# Scraped Nose



## xsarahjox (Jul 28, 2009)

So tonight when I was playing with Ivan I noticed a funny scratch down the middle of his nose. I'm not sure if I should be concerned or not. He's eating and drinking normally and is just as active as he always is so it doesn't seem to be causing him any pain.

Here's a picture of the scratch:









Do you think I should get some Polysporin to put on it, just in case or am I totally over-reacting? It's really driving me crazy that I don't know where the scrape came from. I can't think of anything in his cage that he could have done that with....


----------



## Shelbys Mom (Mar 27, 2009)

It doesn't look like it's too bad, although it may sting a bit (thats what happens when I scrape something)
If it were me I would probably get some polysporin or original neosporin to put a lil dab just to be on the safe side.

I would definitely watch it for a few day's to make sure it doesn't start getting infected though.
It almost looks like a pinto spot in the pic. So hopefully it will heal fast.

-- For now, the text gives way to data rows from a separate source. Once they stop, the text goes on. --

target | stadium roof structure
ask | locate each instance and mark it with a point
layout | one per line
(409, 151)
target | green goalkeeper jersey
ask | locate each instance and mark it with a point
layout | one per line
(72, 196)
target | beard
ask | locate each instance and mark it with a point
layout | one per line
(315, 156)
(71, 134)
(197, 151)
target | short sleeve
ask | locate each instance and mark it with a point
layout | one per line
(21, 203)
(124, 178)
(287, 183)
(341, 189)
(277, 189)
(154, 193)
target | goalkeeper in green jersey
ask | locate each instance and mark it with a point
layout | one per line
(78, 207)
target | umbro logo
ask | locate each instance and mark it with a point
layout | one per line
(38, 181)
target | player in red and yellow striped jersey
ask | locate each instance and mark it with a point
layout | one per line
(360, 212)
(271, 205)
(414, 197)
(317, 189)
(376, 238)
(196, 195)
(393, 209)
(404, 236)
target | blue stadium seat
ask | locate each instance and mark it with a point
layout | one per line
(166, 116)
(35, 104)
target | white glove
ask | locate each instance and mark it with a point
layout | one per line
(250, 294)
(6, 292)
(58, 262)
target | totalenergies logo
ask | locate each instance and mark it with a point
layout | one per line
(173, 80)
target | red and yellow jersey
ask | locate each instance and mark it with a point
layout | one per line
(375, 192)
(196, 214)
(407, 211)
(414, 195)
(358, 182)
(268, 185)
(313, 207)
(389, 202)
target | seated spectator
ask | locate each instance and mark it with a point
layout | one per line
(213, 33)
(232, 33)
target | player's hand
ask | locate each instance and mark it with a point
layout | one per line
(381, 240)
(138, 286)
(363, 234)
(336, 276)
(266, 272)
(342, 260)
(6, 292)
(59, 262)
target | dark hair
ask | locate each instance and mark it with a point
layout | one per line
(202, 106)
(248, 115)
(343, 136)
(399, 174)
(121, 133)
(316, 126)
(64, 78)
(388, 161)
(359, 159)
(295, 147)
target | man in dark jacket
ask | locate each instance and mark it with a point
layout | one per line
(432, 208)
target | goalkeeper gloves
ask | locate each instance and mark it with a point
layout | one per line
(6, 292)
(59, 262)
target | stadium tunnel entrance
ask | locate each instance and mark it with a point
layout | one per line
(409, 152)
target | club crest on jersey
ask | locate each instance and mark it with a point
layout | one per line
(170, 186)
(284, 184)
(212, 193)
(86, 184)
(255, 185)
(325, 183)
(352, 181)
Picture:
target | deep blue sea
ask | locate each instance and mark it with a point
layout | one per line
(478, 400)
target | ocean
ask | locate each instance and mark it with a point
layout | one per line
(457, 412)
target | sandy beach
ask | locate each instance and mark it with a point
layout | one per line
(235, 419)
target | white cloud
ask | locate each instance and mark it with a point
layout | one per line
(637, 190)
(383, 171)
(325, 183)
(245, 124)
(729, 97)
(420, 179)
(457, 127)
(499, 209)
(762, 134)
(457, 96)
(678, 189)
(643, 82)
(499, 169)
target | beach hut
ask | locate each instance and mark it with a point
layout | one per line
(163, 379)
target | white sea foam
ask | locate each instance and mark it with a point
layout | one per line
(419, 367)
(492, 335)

Have you checked to make sure his wheel didn't have a sharp spot on it anywhere?

I'm also wondering if it will leave a scar when it heals.


----------



## LizardGirl (Aug 25, 2008)

It looks kind of like he is just losing pigment on that one spot. Keep an eye on it like Shelby's Mom said, in case it isn't. Some hedgehogs noses just fade completely or in little spots like that. :roll:


----------



## Nancy (Aug 22, 2008)

What type of cage is he in and does he have a wheel? If he is in a bin or an aquarium it looks like what happens when they run back and forth with their nose against the side of the cage. If he is doing that, it's out of boredom and happens most often in aquariums.


----------



## xsarahjox (Jul 28, 2009)

Nancy said:


> What type of cage is he in and does he have a wheel? If he is in a bin or an aquarium it looks like what happens when they run back and forth with their nose against the side of the cage. If he is doing that, it's out of boredom and happens most often in aquariums.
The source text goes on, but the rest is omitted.